10.14.2015 Interview with Ken Hughes
What do you gain personally from being a public speaker?
Speaking across all industries means that you get to see the different challenges facing each, but also the same questions. How to optimise the customer experience? What effect millennials will have on demand? How to achieve true consumer centricity.
As a speaker there is nothing better than hearing the buzz from delegates during the network break after your speech. Seeing delegates discussing your content, and energized to ask and hear more is always rewarding. I believe in energizing a room and so I am always satisfied when the client and delegates give that energy back.
Ultimately speaking is about good story telling and so having others tell your stories afterwards on Twitter and Linked In is also a great feedback loop. A good story is a story worth re-telling.
Do you have a favourite experience from your speaking career?
There are many. Voted best speaker at the Global eCommerce Summit this year was nice. But then so are the small intimate CEO events too. I guess the TED talk stands out as a time I really felt that connection with an audience and was my first standing ovation. You always remember the first time your speech made someone get to their feet. That stays with you.
What types of results do clients experience after your programmes & keynotes?
I describe myself as a thought-leader but a client recently challenged me on it and argued I was more of a ‘thought disruptor’. I like that idea. It is always easier to stick with what you know. Doing things the same way. Sometimes it takes someone outside your company, or industry, to make you see things differently.
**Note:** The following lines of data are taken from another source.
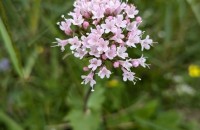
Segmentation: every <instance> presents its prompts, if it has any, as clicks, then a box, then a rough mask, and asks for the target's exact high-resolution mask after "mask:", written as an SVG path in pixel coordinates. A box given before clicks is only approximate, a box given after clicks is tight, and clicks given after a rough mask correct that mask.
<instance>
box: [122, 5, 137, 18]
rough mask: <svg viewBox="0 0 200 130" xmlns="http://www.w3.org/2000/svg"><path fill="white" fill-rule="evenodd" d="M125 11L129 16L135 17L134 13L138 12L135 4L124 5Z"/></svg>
mask: <svg viewBox="0 0 200 130" xmlns="http://www.w3.org/2000/svg"><path fill="white" fill-rule="evenodd" d="M125 11H126V13H127V16H128V17H129V18H135V15H137V14H138V12H139V11H138V10H136V8H135V6H133V5H131V6H126V8H125Z"/></svg>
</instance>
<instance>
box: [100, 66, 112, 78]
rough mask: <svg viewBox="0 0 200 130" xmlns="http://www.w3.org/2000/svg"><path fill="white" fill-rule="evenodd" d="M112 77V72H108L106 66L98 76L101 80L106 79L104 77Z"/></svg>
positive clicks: (108, 77) (109, 77)
mask: <svg viewBox="0 0 200 130" xmlns="http://www.w3.org/2000/svg"><path fill="white" fill-rule="evenodd" d="M110 75H111V72H110V70H108V69H107V68H106V67H105V66H104V67H103V68H101V70H100V71H99V73H98V76H99V77H100V78H102V79H103V78H104V77H107V78H110Z"/></svg>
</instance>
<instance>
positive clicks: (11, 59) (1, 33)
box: [0, 17, 23, 78]
mask: <svg viewBox="0 0 200 130" xmlns="http://www.w3.org/2000/svg"><path fill="white" fill-rule="evenodd" d="M0 35H1V36H2V38H3V41H4V42H3V43H4V45H5V48H6V50H7V51H8V53H9V55H10V58H11V61H12V63H13V66H14V68H15V70H16V72H17V73H18V75H19V76H20V77H21V78H23V71H22V67H21V64H20V60H19V58H18V56H17V53H16V48H15V46H14V44H13V43H12V40H11V37H10V35H9V33H8V31H7V29H6V27H5V26H4V23H3V21H2V19H1V17H0Z"/></svg>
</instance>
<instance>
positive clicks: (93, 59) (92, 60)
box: [88, 58, 102, 71]
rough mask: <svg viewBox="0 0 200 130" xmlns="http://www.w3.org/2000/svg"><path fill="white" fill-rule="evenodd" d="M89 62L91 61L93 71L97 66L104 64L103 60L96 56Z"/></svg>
mask: <svg viewBox="0 0 200 130" xmlns="http://www.w3.org/2000/svg"><path fill="white" fill-rule="evenodd" d="M89 62H90V65H89V66H88V68H90V69H92V70H93V71H95V70H96V69H97V67H99V66H101V64H102V61H101V60H98V59H96V58H93V59H91V60H90V61H89Z"/></svg>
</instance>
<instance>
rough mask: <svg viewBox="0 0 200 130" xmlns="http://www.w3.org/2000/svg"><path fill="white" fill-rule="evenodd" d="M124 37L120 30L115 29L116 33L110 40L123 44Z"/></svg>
mask: <svg viewBox="0 0 200 130" xmlns="http://www.w3.org/2000/svg"><path fill="white" fill-rule="evenodd" d="M123 38H124V35H123V34H122V30H121V29H117V31H116V32H115V35H114V36H113V37H112V38H111V40H114V41H116V42H117V43H123V40H122V39H123Z"/></svg>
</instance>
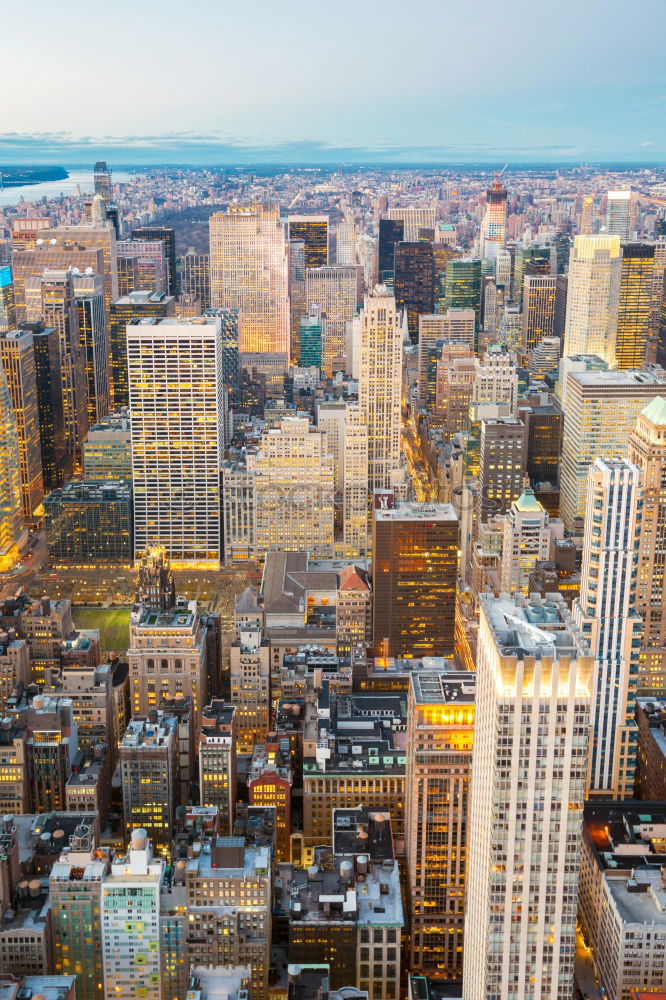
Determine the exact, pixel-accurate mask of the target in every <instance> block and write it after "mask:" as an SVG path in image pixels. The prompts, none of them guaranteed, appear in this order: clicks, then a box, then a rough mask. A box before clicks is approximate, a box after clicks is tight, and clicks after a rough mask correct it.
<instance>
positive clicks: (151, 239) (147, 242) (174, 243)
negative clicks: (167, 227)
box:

I like to challenge delegates and clients to see things differently, positively disrupt the status quo and get more creative. If a delegate walks out of the room Energized to do things differently and given some tools to start, then that’s a good start for me.
What is the biggest challenge facing businesses today in terms of sales?
I guess that depends on the market and product really. One of my most booked speeches in 2015 was “The Digital Native Advance: The New Shopper DNA”. This looks at how the demands of the digital native and millennial consumer changes the game for every industry. The social and cultural shifts to do with hyper-connectivity, sharing, instant gratification and self-centricity & personalisation pose huge challenges for consumerism in general. Adapting to these changes is both a challenge and an opportunity.
Can you provide three tips for achieving a successful shopper marketing strategy?
If it was that easy I’d have sold the silver bullet and be living in the Bahamas!! But I guess you can’t get away from these three:
- Base everything you do on a deep insight of your consumer and shopper. The more you understand how and why people buy and consume, the more relevant your offering.
- Be obsessive with your customer experience. Today you are only as good as the last experience someone has had with your product or service, or the reviews they have read of someone else’s experience. Create experiential equity.
- Have a heart. Brands that build brand love will succeed long term. Brands that have an authentic story and connect. Brands that deliver on personalisation. The days of mass marketing are over. You have to be able to connect 1-to-1 with your customer today, and do it genuinely. Otherwise you are just white noise.